Fig. 4. The cytoplasmic domain of Xcadherin-11 mediates proper c-myc expression and proliferation. (A) Scheme of the Xcadherin-11 mutants used for rescue experiments. (B) Statistical analysis of whole mount ISH results for c-myc. Full length Xcad-11 and Xcad-11∆e, but not Xcad-11∆c co-injection was able to rescue c-myc expression. (C) Whole mount ISH. Embryos were injected with Xcad-11-MO (8 ng) alone or together with 75 pg full length Xcad-11, 75 pg Xcad-11Δc or 50 pg Xcad-11Δe, respectively, and analyzed for c-myc expression at stage 19. Dorsal view, anterior to top, asterisk marks the injected side. (D) Statistical analyses of whole mount ISH results. The area of c-myc stained tissue was compared in horizontally sliced embryos. The area of NCC positive tissue is increased by Xcad-11-MO, and this effect cannot be reverted by co-injection of Xcad-11 ∆c. On the other hand co-injection of Xcad-11 ∆e resulted in an area of a comparable size (1.2fold increase) as in uninjected tissue (set as 1). (E) Statistical analysis of pH3 positive nuclei at stage 19 in NCC positive tissue. PH3 positive nuclei on the uninjected side were set as 1. The increase of pH3 positive nuclei after Xcadherin-11 depletion could be significantly rescued after Xcad-11Δe co-injection. Only 1.05fold of pH3 positive nuclei could be detected by immunohistochemistry. Co-injection of Xcad-11Δc was not able to restore the increase of pH3 positive nuclei and resulted in an increase in mitotic nuclei by 1.52fold. n=number of sections (*p≤0.05).
Fig. 5. The β-catenin binding site is essential for Xcadherin-11 function. (A) Whole mount ISH. Embryos were injected with Xcad-11ΔeΔβcat (50 pg) either with or without Xcad-11-MO in one dorsal animal blastomere of eight-cell-stage and analyzed at stage 19 for c-myc and AP2 expression. While overexpression of Xcad-11ΔeΔβcat did not result in a distinct phenotype the expansion of c-myc and AP2 staining by Xcad-11-MO could not be rescued by Xcad-11ΔeΔβcat. Dorsal view, anterior to top, asterisk marks the injected side. (B) Statistical analysis of whole mount ISH results. 67% of the analyzed embryos with Xcad-11-MO and Xcad-11ΔeΔβcat showed an expanded c-myc expression domain. The overexpression of Xcad-11ΔeΔβcat did not show any significant phenotype (80% normal expression). Similar results were obtained for AP2 (53% increased expression in embryos co-injected with Xcad-11-MO and Xcad-11 ∆e∆β-cat). n=number of embryos.

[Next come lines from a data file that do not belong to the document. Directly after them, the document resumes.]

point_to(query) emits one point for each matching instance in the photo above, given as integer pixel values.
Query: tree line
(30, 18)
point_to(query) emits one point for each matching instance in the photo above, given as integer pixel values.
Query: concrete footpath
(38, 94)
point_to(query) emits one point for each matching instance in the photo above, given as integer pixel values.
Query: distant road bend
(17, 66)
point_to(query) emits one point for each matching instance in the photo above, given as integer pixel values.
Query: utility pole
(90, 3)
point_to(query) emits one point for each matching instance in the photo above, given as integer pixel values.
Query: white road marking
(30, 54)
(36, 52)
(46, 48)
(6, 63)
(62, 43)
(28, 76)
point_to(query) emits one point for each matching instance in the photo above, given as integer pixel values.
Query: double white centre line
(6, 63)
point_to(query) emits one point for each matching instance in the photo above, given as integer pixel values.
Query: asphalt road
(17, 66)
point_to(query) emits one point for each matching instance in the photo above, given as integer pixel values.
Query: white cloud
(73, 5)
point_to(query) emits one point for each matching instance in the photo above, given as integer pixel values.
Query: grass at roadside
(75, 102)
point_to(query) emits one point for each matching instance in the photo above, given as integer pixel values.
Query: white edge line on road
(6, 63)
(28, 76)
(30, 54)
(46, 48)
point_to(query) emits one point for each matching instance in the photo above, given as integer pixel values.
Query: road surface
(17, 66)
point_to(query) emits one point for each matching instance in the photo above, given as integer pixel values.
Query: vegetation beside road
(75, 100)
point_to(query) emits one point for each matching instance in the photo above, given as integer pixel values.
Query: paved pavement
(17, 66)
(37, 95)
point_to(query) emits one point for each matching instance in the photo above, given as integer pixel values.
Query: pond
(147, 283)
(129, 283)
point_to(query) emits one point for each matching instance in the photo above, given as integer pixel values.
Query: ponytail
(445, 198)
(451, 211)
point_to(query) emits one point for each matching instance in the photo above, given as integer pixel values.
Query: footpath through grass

Fig. 6. β-catenin is translocated in the nucleus after Xcadherin-11 depletion. Transversal sections of Xcad-11-MO injected (one dorsal animal blastomere at eight-cell-stage) embryos analyzed at stage 19. (A–C) Co-injection with mbGFP (200 pg) was used as lineage tracer and for membrane staining. (D–F) Immunostaining for β-catenin. Note nuclear β-catenin staining at the injected side (red arrows in F). (G–I) Nuclei were stained with DAPI. (J–L) Merged images, squares indicate areas of higher magnification. Crop1: uninjected side, crop2: injected side. Scale bar 50 µm.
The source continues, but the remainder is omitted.